Looked at unsentimentally, the prospect for an independent Scotland, Wales or Ulster is one of poverty, a decayed welfare state, established companies moving across the border into England, foreign companies refusing to settle because of a lack of subsidies and the absence of the security of a large nation state, massive emigration of the middle classes and extreme levels of unemployment for those left behind.

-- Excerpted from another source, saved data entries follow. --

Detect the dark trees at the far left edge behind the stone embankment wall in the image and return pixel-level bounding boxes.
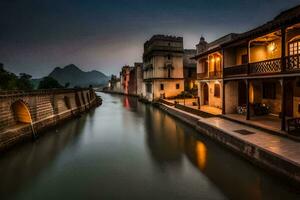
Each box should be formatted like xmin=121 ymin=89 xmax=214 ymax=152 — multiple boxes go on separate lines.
xmin=0 ymin=63 xmax=33 ymax=90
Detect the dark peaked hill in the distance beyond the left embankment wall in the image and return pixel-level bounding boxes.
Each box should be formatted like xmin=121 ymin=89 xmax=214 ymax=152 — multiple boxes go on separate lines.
xmin=33 ymin=64 xmax=109 ymax=87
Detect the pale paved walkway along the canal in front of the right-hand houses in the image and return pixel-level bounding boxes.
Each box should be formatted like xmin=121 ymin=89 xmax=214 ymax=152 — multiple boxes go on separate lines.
xmin=163 ymin=104 xmax=300 ymax=167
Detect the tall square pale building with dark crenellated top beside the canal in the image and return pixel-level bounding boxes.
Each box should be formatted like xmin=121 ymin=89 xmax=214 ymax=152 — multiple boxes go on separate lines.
xmin=143 ymin=35 xmax=184 ymax=101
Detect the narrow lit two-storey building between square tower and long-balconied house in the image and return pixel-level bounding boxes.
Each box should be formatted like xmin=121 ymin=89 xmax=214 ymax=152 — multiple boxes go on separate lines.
xmin=193 ymin=33 xmax=237 ymax=114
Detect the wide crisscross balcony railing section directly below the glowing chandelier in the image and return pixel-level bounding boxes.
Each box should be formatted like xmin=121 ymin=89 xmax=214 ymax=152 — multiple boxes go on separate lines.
xmin=249 ymin=58 xmax=281 ymax=74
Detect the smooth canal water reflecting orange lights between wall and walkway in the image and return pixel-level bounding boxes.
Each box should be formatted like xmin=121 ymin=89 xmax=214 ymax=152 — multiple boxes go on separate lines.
xmin=0 ymin=93 xmax=300 ymax=200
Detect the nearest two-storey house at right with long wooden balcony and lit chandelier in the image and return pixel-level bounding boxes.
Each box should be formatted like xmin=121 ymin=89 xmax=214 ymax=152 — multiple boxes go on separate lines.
xmin=222 ymin=6 xmax=300 ymax=131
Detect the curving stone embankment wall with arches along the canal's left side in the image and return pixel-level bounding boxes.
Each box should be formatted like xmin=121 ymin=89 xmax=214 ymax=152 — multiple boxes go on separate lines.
xmin=0 ymin=89 xmax=101 ymax=151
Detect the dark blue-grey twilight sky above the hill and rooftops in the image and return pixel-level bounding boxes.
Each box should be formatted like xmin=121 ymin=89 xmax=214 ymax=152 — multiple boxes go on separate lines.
xmin=0 ymin=0 xmax=300 ymax=77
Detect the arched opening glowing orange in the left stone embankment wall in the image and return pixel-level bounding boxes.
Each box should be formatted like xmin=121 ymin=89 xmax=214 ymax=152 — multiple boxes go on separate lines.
xmin=11 ymin=100 xmax=32 ymax=124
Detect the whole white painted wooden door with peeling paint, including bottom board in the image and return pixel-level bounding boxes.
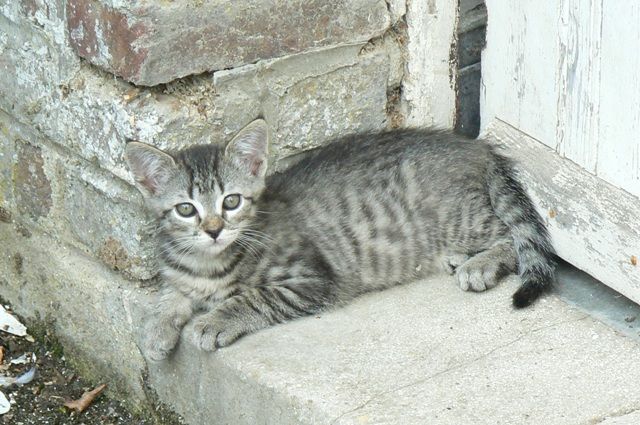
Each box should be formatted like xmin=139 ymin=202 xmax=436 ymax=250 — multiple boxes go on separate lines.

But what about the oil and gas? I can hear the Scots Nationalists positively screaming. Well, the current tax take is relatively trivial in terms of the revenue an independent Scotland would require. Even at its present levels it would barely finance their share of the current national debt and in years when the oil price drops to average levels would fall well short ( http://www.hmrc.gov.uk/stats/corporate_tax/table11_11.pdf ). Moreover, not all oil is in Scottish waters – if the territorial waters are determined by extending a line from the angle of the coast at the Scots-English border on the North Sea a considerable proportion would fall within English waters.

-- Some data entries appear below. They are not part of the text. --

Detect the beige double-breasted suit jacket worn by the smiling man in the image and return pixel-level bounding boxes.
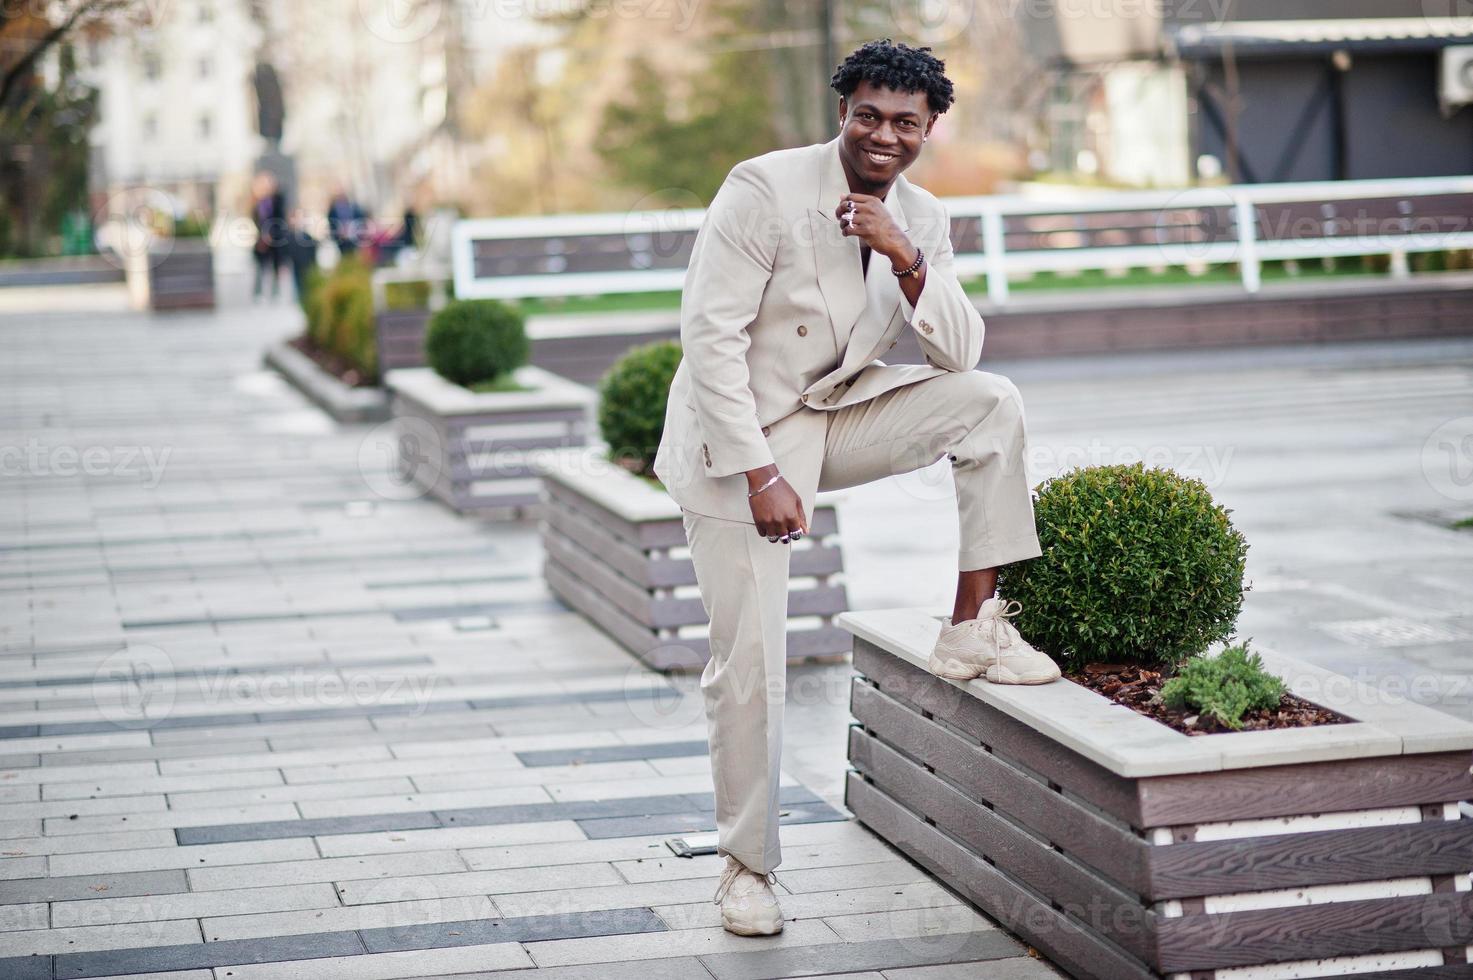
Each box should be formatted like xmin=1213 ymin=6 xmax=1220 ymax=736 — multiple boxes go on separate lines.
xmin=654 ymin=137 xmax=982 ymax=522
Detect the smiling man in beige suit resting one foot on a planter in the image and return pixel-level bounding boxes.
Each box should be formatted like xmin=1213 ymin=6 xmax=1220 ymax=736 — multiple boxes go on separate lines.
xmin=654 ymin=40 xmax=1059 ymax=936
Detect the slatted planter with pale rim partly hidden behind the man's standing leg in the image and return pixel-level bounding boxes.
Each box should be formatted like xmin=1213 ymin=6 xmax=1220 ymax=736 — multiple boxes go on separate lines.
xmin=536 ymin=448 xmax=850 ymax=671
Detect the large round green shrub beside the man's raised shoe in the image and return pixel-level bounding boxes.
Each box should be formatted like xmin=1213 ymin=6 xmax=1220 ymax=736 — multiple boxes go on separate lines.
xmin=999 ymin=463 xmax=1248 ymax=669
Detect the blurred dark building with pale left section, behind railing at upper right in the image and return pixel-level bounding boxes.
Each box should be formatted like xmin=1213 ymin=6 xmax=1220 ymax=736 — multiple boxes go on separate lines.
xmin=1019 ymin=0 xmax=1473 ymax=186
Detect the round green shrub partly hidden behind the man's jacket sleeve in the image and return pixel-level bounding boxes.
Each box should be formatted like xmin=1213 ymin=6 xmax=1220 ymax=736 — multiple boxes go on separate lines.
xmin=598 ymin=340 xmax=681 ymax=476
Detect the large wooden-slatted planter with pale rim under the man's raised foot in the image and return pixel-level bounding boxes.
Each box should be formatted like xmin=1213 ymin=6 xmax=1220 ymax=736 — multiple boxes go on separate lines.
xmin=838 ymin=609 xmax=1473 ymax=980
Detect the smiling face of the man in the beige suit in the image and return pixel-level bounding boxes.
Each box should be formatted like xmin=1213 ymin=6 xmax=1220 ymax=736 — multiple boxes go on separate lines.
xmin=838 ymin=81 xmax=935 ymax=197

Further, even the revenues from oil within Scots waters might be claimed in part by both the various islanders, who fear Scots rule, and England (on the grounds that because the project was started when Britain was a unitary state, the rewards should continue to be split proportionately according to the new states’ various populations). There are also the unfortunate facts that British oil is very expensive to produce and may well become uncompetitive as countries such as China expand production or other forms of energy become cheaper, and, more definitely, oil extraction at its present level is unlikely to last for more than another generation. Oil and gas production revenues would be a poor pair of crutches to prop up an impoverished independent Scotland.

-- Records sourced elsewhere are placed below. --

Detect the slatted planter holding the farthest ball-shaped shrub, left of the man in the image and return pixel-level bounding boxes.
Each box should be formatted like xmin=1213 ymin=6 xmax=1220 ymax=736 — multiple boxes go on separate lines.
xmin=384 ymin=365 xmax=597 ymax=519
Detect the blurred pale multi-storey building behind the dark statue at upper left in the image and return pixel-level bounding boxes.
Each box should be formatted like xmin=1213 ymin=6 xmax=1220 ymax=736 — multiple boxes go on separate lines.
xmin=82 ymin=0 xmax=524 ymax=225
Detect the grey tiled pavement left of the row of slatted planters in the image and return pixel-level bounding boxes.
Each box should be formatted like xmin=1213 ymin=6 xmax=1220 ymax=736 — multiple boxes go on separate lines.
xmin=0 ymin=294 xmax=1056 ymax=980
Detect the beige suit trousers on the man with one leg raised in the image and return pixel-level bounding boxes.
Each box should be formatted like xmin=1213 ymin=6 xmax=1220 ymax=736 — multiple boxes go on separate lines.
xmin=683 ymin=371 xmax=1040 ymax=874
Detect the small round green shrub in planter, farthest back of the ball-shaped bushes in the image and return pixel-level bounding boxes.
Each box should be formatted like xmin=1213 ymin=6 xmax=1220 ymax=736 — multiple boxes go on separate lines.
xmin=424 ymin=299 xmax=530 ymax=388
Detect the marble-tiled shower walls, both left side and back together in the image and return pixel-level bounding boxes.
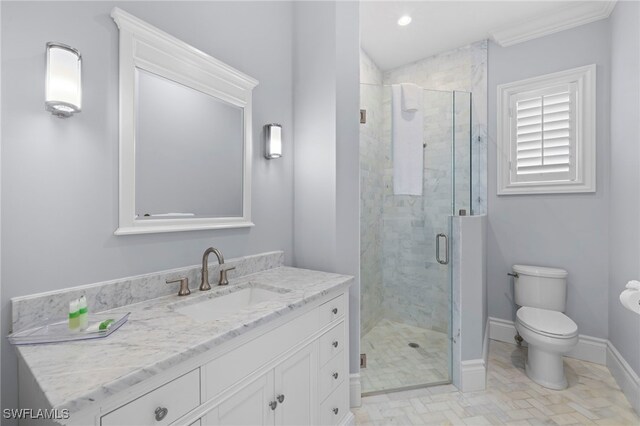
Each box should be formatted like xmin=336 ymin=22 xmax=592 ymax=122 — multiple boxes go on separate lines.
xmin=361 ymin=41 xmax=487 ymax=335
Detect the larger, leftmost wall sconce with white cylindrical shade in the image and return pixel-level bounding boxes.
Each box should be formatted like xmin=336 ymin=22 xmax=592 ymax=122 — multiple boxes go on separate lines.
xmin=44 ymin=42 xmax=82 ymax=118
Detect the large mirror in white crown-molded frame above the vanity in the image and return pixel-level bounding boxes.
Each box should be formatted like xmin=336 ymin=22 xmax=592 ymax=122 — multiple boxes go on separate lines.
xmin=111 ymin=8 xmax=258 ymax=235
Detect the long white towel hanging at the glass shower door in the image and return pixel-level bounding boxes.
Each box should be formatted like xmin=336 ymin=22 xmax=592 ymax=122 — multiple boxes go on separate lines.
xmin=391 ymin=84 xmax=424 ymax=195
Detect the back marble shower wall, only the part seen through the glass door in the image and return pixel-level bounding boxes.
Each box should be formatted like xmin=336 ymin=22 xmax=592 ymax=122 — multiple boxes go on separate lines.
xmin=383 ymin=86 xmax=453 ymax=333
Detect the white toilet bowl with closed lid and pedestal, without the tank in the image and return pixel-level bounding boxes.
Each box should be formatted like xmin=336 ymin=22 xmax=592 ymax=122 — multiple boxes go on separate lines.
xmin=516 ymin=306 xmax=578 ymax=390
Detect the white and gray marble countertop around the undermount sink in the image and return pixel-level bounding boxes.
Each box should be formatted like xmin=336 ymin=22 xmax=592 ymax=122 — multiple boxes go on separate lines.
xmin=16 ymin=267 xmax=353 ymax=414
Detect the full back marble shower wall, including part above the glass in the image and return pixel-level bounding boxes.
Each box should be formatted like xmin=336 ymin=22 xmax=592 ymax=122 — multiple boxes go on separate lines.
xmin=382 ymin=41 xmax=486 ymax=333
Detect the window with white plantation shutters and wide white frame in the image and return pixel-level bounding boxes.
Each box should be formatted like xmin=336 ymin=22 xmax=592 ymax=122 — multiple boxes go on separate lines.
xmin=497 ymin=65 xmax=596 ymax=195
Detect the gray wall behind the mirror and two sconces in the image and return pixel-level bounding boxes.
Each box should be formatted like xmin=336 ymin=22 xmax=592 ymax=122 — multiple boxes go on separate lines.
xmin=0 ymin=2 xmax=294 ymax=420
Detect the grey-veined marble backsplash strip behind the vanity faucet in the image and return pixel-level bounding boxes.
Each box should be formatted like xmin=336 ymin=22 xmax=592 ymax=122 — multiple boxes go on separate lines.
xmin=11 ymin=251 xmax=284 ymax=330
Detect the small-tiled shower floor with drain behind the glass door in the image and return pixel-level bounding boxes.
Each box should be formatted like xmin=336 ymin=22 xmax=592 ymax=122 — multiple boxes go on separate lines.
xmin=360 ymin=319 xmax=449 ymax=393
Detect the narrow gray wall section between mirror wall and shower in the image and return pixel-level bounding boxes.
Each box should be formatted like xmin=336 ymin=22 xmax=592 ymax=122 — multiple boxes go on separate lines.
xmin=293 ymin=2 xmax=360 ymax=373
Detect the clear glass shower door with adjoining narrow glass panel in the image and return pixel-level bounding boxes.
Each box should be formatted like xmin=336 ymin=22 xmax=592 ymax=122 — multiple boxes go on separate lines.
xmin=360 ymin=83 xmax=472 ymax=394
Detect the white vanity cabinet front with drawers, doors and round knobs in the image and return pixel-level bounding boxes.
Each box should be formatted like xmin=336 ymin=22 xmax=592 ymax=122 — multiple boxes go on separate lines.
xmin=85 ymin=290 xmax=353 ymax=426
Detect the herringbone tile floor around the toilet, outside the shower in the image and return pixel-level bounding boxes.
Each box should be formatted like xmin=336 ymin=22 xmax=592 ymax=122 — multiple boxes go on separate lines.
xmin=353 ymin=341 xmax=640 ymax=426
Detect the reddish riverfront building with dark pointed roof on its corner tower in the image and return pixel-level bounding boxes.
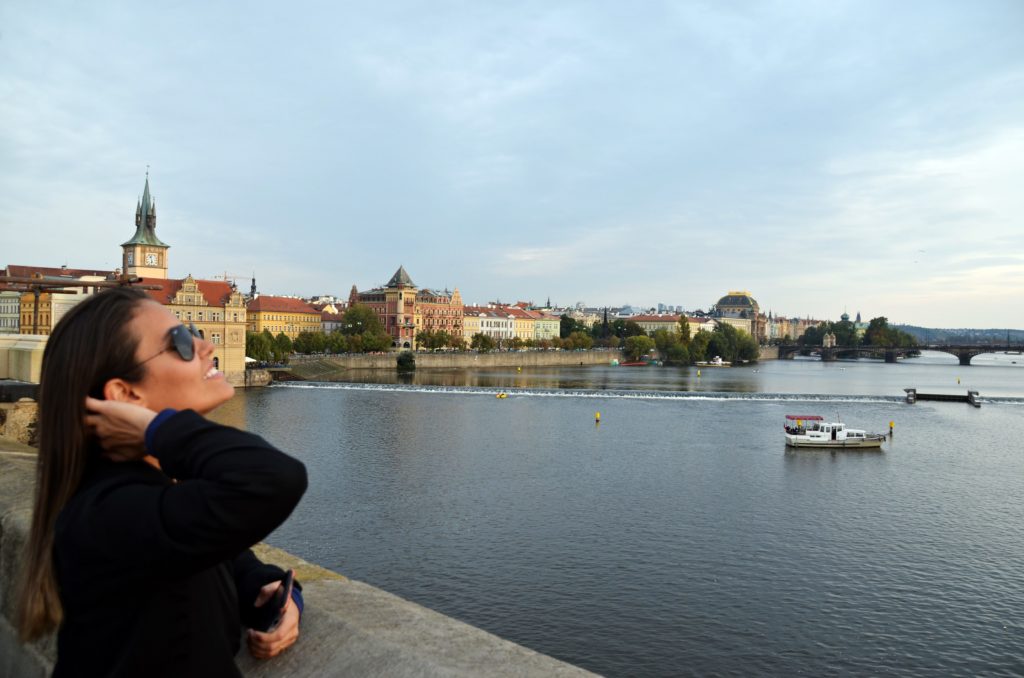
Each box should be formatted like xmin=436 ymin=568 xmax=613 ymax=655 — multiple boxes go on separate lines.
xmin=348 ymin=266 xmax=463 ymax=349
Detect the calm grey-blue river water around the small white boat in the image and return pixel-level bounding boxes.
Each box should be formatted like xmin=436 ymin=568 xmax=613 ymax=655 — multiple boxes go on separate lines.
xmin=211 ymin=355 xmax=1024 ymax=676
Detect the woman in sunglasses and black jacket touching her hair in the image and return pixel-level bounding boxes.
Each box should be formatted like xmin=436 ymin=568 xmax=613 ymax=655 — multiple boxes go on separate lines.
xmin=18 ymin=288 xmax=306 ymax=678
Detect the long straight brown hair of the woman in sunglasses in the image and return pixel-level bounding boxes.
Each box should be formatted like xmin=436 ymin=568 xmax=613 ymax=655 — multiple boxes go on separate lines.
xmin=17 ymin=288 xmax=146 ymax=641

In seeking independence or a large measure of home rule, Celts risk rousing a sleeping giant, English nationalism. By offering even limited devolution to Scotland and Wales the Labour Party will almost certainly create the desire for an English parliament. The natural outcome of such a splitting of political responsibilities will be the growth of a resentment by the English of the subsidies currently given to the Celts. From such a resentment will come a desire within England for each country within Britain to finance both the cost of home rule and a proportionate share of general charges such as defence and the servicing of the national debt. From that point it is but a single stride for any of the constituent parts of the UK to full independence, the sloughing off of the emotional bonds which have bound Britain together by a declaration of independence. What the Celts cannot reasonably expect to have for very long is home rule financed by England, for that would be having your political cake and eating it.
Celts should keep ever before them one salutary possibility. They may find the independence decision taken out of their hands for the English, if constantly insulted and traduced, could decide to declare their independence. Think long and hard, you Scots , Welsh and Catholic Irish, before attempting to making complete Celts of yourselves.